Simulation in SAS: The slow way or the BY way

Over the past few years, and especially since I posted my article on eight tips to make your simulation run faster, I have received many emails (often with attached SAS programs) from SAS users who ask for advice about how to speed up their simulation code. For this reason, I am writing a book on Simulating Data with SAS that describes dozens of tips and techniques for writing efficient Monte Carlo simulations.

Of all the tips in the book, the simplest is also the most important: Never use a macro loop to create a simulation. I estimate that this is the root cause of inefficiency in 60% of the SAS simulations that I see.

The basics of statistical simulation

A statistical simulation often consists of the following steps:

  1. Simulate a random sample of size N from a statistical model.
  2. Compute a statistic for the sample.
  3. Repeat 1 and 2 many times and accumulate the results.
  4. Examine the union of the statistics, which approximates the sampling distribution of the statistic and tells you how the statistic varies due to sampling variation.

For example, a simple simulation might investigate the distribution of the sample mean of a sample of size 10 that is drawn randomly from the uniform distribution on [0,1].

You can program this simulation in two ways: the slow way, which uses macro loops, or the fast way, which uses the SAS BY statement.

Macro loops lead to slow simulations

It is understandable that some programmers look at the simulation algorithm and want to write a macro loop for the "repeat many times" portion of the algorithm.
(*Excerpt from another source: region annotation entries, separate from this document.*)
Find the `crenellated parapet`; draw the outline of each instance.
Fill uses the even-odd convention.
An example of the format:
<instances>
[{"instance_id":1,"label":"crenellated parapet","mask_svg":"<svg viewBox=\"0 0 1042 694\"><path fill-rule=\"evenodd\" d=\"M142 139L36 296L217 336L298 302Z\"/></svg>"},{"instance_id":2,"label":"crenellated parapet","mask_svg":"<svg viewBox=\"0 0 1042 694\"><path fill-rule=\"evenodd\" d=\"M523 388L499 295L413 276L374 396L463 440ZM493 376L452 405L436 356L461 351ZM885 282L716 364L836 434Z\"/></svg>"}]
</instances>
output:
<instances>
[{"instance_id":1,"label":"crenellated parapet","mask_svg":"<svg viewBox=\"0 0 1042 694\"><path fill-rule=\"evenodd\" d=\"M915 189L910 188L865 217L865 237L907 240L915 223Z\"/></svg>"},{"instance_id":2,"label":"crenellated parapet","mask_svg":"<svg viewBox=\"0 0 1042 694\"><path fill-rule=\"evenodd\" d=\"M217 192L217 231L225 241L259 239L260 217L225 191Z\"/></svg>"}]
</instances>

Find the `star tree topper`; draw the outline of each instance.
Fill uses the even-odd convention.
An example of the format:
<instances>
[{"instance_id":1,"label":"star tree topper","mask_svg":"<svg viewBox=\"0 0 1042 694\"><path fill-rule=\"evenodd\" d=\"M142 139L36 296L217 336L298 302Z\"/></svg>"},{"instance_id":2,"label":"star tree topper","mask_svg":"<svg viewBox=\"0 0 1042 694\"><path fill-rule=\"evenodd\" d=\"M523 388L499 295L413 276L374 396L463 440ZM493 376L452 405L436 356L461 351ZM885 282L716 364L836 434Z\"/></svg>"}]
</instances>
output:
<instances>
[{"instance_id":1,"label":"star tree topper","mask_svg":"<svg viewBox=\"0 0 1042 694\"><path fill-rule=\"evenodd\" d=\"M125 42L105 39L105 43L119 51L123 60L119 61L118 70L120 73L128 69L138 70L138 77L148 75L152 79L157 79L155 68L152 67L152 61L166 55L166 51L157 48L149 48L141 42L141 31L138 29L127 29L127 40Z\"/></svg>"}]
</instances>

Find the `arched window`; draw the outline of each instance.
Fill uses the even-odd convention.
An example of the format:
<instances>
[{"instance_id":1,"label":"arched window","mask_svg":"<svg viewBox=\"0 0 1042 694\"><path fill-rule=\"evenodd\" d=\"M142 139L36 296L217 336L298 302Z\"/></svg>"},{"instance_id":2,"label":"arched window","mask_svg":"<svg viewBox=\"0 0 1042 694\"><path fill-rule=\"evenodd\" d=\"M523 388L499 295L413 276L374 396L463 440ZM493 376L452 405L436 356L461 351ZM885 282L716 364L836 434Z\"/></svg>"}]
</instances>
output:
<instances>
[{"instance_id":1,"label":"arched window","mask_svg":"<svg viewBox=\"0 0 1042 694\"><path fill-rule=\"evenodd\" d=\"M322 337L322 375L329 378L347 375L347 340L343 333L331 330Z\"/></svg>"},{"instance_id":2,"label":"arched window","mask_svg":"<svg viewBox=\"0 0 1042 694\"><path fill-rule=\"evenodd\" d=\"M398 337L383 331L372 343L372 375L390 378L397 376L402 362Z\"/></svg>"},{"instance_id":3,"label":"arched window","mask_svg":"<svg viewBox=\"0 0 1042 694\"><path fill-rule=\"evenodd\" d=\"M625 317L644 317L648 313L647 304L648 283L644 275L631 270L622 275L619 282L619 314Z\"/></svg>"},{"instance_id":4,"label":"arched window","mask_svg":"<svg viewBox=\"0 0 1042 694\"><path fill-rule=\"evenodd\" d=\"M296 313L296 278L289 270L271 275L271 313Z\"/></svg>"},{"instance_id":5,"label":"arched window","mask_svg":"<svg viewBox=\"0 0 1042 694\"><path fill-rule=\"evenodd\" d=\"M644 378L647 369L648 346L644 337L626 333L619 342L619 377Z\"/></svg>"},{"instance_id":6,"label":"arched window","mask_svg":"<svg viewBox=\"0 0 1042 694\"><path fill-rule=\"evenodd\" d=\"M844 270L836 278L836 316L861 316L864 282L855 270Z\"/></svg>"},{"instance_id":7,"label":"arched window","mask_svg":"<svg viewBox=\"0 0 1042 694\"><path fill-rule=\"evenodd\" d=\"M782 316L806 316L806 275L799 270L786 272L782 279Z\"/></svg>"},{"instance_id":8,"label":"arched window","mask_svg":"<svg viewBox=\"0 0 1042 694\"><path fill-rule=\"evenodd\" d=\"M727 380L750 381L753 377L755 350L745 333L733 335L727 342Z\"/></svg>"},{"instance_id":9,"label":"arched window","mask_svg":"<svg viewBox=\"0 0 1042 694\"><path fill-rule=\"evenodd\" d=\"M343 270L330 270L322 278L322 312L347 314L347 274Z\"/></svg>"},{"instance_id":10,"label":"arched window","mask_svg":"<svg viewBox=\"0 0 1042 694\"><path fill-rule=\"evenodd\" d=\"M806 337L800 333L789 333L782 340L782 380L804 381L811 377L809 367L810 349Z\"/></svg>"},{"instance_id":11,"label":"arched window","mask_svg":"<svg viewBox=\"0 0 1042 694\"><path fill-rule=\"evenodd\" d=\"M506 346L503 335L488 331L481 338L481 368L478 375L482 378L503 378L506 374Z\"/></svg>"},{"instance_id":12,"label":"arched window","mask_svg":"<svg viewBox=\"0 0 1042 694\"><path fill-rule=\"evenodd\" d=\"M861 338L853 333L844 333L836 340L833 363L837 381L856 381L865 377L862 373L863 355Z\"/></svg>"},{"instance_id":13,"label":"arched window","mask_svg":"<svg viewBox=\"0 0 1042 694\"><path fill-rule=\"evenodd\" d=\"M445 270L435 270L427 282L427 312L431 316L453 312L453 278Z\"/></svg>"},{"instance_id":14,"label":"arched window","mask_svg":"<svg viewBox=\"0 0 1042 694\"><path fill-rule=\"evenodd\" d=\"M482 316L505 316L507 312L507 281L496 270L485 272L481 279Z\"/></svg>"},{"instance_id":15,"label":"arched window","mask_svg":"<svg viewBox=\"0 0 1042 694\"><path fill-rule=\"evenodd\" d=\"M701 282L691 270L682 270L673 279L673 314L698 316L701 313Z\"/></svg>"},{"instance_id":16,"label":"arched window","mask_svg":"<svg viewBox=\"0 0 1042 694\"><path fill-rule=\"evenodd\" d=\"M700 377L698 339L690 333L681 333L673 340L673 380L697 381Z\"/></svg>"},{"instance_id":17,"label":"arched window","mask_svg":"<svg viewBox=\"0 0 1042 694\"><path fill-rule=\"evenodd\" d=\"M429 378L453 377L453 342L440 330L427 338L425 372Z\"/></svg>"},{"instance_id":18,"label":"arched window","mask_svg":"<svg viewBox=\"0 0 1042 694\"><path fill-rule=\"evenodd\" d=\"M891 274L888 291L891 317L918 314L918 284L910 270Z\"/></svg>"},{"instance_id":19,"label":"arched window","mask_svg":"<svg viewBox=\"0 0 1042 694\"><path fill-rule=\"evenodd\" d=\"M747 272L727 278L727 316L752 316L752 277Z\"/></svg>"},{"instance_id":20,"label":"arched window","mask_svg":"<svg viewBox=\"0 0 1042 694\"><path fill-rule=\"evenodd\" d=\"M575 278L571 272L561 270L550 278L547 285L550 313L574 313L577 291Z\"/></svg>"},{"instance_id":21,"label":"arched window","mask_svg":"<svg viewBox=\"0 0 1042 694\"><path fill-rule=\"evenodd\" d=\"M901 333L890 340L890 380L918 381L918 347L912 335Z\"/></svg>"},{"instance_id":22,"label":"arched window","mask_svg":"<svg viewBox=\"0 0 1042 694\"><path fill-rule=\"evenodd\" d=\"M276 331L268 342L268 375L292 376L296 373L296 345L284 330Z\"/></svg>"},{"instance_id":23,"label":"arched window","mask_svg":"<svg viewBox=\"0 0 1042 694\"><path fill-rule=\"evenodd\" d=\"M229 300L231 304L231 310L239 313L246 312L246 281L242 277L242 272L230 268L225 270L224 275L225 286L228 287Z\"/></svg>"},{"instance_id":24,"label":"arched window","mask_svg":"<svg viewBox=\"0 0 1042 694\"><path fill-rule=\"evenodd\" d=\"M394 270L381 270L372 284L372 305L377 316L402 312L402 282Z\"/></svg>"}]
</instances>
A first attempt at a simulation in SAS might look like this example:

/****** DO NOT MIMIC THIS CODE: INEFFICIENT! ******/
%macro Simulate(N, NumSamples);
options nonotes;     /* prevents the SAS log from overflowing */
proc datasets nolist; 
  delete OutStats;   /* delete this data set if it exists */
run;
 
%do i = 1 %to &NumSamples;       /* repeat many times (the dreaded macro loop!) */
   data Temp;                    /* 1. create a sample of size &N */
   do i = 1 to &N;               
      x = rand("Uniform");
      output;
   end;
   run;
 
   proc means data=Temp noprint; /* 2. compute a statistic */
      var x;
      output out=Out mean=SampleMean;
   run;
 
   /* use PROC APPEND to accumulate statistics */
   proc append base=OutStats data=Out; run;
%end;
options notes;
%mend;
 
/* call macro to simulate data and compute statistics */
%Simulate(10, 1000)
 
/* 4. analyze the sampling distribution of the statistic */
proc univariate data=OutStats;
   histogram SampleMean;
run;

For each iteration of the macro loop, the program creates a data set (Temp) with one sample that contains 10 observations. The MEANS procedure runs and creates one statistic, the sample mean. Then the APPEND procedure adds the newly computed sample mean to a data set that contains the means of the previous samples. This process repeats 1,000 times. When the macro finishes, PROC UNIVARIATE analyzes the distribution of the sample means.
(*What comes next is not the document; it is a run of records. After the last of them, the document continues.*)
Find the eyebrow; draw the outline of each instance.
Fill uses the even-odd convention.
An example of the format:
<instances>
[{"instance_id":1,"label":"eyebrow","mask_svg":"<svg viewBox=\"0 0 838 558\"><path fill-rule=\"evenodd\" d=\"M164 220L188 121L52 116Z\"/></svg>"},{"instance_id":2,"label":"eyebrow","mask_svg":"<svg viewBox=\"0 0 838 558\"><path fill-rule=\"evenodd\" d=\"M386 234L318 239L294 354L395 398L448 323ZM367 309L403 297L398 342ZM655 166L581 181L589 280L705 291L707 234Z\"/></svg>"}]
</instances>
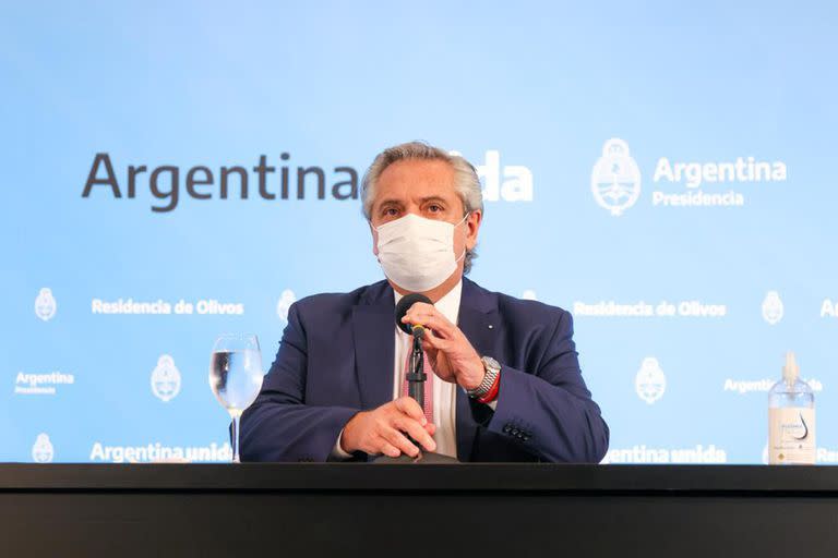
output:
<instances>
[{"instance_id":1,"label":"eyebrow","mask_svg":"<svg viewBox=\"0 0 838 558\"><path fill-rule=\"evenodd\" d=\"M428 197L419 198L419 202L421 202L422 204L427 204L428 202L442 202L443 204L447 204L448 199L445 199L444 197L440 197L440 196L428 196ZM379 203L379 207L384 207L385 205L403 205L403 204L400 199L395 199L395 198L382 199Z\"/></svg>"}]
</instances>

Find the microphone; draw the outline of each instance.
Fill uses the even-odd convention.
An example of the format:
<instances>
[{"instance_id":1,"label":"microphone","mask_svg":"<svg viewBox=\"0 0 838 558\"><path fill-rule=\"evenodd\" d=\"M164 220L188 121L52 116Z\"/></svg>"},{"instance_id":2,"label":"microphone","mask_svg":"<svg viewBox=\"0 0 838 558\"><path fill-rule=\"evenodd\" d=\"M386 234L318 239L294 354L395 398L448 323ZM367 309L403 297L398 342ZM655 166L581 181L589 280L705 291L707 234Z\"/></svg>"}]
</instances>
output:
<instances>
[{"instance_id":1,"label":"microphone","mask_svg":"<svg viewBox=\"0 0 838 558\"><path fill-rule=\"evenodd\" d=\"M424 302L426 304L432 304L431 299L429 299L424 294L419 294L416 292L411 294L406 294L405 296L402 298L400 301L398 301L398 304L396 305L396 325L405 333L412 335L417 339L421 339L422 336L424 335L424 327L421 324L405 324L402 322L402 318L405 317L405 314L407 314L407 311L410 310L410 306L412 306L417 302Z\"/></svg>"}]
</instances>

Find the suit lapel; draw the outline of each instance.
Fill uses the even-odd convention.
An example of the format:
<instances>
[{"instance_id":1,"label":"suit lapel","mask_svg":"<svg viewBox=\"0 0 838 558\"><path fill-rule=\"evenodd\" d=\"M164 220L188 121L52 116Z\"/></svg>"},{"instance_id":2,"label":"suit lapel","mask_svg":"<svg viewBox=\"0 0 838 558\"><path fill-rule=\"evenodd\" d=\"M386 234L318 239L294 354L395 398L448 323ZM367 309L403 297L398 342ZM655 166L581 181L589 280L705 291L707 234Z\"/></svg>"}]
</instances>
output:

I'm sure you'll agree that this is just about the World's Simplest Simulation. The data simulation step is trivial, and computing a sample mean is also trivial. So how long does this World's Simplest Simulation take to complete?
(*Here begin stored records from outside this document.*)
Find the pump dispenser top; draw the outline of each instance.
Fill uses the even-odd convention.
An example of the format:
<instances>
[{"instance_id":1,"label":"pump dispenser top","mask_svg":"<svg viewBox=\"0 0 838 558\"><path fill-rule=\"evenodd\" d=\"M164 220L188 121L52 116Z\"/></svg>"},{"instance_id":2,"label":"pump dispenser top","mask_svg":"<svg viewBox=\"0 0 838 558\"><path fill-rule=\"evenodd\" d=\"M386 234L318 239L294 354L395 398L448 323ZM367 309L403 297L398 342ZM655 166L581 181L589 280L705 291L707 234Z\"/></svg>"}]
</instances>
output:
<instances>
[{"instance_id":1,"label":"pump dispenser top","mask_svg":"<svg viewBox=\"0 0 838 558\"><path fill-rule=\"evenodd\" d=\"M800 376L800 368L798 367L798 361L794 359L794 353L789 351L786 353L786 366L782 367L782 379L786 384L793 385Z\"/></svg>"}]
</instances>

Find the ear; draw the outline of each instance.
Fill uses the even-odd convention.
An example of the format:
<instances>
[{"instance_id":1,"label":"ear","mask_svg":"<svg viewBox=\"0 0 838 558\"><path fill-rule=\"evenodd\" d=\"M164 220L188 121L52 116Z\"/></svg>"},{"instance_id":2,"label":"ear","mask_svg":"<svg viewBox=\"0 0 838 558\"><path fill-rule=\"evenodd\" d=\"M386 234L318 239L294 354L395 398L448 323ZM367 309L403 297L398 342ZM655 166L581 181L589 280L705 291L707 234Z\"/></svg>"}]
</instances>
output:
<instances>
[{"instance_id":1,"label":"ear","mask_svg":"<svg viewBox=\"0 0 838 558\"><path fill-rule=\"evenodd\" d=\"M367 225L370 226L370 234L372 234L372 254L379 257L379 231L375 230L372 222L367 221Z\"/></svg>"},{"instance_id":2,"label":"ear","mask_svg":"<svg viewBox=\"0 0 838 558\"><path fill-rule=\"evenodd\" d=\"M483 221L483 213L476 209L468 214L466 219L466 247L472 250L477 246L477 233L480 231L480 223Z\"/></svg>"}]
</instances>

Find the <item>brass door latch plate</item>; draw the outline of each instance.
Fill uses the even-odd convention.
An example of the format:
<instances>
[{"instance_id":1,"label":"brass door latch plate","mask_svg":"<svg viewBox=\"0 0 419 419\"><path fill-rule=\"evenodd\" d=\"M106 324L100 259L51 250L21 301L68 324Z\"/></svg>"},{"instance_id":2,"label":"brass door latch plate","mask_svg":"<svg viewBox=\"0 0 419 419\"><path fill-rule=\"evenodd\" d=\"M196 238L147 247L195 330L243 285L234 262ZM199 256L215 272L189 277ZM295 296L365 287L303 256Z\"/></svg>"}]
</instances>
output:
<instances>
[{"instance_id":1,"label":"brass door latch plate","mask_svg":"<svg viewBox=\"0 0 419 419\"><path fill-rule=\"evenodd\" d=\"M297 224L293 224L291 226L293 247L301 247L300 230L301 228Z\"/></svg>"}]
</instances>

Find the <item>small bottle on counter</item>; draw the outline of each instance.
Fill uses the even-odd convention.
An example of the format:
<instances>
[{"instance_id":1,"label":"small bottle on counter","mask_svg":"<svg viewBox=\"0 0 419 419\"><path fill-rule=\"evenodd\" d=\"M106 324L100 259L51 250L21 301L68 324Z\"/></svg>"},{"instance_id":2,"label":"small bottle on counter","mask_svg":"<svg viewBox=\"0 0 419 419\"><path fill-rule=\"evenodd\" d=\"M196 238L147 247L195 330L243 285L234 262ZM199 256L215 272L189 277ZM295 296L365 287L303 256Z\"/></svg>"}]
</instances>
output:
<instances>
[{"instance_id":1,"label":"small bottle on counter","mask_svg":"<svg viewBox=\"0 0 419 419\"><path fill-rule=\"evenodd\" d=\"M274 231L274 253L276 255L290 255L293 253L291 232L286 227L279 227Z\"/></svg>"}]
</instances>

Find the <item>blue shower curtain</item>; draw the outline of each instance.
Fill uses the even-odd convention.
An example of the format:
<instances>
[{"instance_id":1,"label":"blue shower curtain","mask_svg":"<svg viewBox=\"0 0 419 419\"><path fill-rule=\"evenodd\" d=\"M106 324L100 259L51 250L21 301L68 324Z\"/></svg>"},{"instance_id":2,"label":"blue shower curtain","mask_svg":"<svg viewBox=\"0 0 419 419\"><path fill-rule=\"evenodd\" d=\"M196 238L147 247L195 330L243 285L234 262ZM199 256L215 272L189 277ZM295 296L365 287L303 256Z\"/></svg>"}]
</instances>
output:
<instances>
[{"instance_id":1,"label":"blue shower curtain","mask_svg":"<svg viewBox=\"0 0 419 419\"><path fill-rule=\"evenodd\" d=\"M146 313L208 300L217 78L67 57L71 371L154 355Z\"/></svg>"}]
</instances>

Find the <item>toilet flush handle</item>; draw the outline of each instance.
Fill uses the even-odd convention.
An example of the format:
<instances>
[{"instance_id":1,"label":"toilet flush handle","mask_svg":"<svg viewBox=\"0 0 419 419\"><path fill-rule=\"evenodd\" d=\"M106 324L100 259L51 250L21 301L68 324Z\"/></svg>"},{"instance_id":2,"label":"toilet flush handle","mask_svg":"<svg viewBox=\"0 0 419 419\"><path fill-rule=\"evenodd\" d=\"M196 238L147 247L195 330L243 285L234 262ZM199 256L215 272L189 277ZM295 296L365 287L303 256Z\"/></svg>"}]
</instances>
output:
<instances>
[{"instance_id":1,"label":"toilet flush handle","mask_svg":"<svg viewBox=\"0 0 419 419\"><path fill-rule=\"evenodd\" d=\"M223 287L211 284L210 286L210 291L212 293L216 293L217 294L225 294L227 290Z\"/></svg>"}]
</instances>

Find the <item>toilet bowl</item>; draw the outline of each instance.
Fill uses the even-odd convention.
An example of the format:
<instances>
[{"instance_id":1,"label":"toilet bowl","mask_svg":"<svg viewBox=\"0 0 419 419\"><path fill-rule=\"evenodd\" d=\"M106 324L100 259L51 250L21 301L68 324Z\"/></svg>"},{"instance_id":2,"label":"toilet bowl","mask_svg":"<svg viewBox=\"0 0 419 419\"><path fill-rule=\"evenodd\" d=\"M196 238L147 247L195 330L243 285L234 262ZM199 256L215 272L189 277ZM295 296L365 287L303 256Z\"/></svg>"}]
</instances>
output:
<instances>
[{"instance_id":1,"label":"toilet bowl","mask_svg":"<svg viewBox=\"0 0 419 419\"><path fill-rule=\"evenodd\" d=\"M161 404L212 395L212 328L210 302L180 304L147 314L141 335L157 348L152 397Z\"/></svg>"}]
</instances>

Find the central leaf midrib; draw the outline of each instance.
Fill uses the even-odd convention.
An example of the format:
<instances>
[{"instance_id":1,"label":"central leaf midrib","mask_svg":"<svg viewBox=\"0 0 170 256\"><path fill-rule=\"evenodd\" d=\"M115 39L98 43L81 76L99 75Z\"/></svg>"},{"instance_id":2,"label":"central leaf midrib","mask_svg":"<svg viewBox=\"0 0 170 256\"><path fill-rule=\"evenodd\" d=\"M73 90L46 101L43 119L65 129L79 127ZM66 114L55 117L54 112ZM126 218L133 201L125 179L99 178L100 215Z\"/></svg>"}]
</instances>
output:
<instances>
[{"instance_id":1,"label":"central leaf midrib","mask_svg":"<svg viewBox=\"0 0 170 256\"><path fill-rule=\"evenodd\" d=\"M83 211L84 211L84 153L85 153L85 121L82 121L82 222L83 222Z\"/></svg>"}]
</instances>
About 60 seconds! This code is terribly inefficient!

Would you like to perform the same computation more than 100 times faster? Read on.

Improve the performance of your simulation by using BY processing

The key to improving the simulation is to restructure the simulation algorithm as follows:

  1. Simulate many random samples of size N from a statistical model.
  2. Compute a statistic for each sample.
  3. Examine the union of the statistics, which approximates the sampling distribution of the statistic and tells you how the statistic varies due to sampling variation.

To implement this restructured (but equivalent) algorithm, insert an extra DO loop inside the DATA step and use a BY statement in the procedure that computes the statistics, as shown in the following example:

/* efficient simulation that calls a SAS procedure */
%let N = 10;
%let NumSamples = 1000;
data Uniform(keep=SampleID x); 
do SampleID = 1 to &NumSamples;  /* 1. create many samples */
   do i = 1 to &N;               /* sample of size &N */
      x = rand("Uniform");
      output;
   end;
end;
run;
 
proc means data=Uniform noprint; 
   by SampleID;                  /* 2. compute many statistics */
   var x;
   output out=OutStats mean=SampleMean;
run;
 
/* 3. analyze the sampling distribution of the statistic */
proc univariate data=OutStats;
   histogram SampleMean;
run;

The first step is to simulate the data. You already know how to write statements that simulate one random sample, so just add a DO loop around those statements. The second step is to compute the statistics for each sample. You already know how to compute one statistic, so just add a BY statement to the procedure syntax. That's it. It's a simple technique, but it makes a huge difference in performance.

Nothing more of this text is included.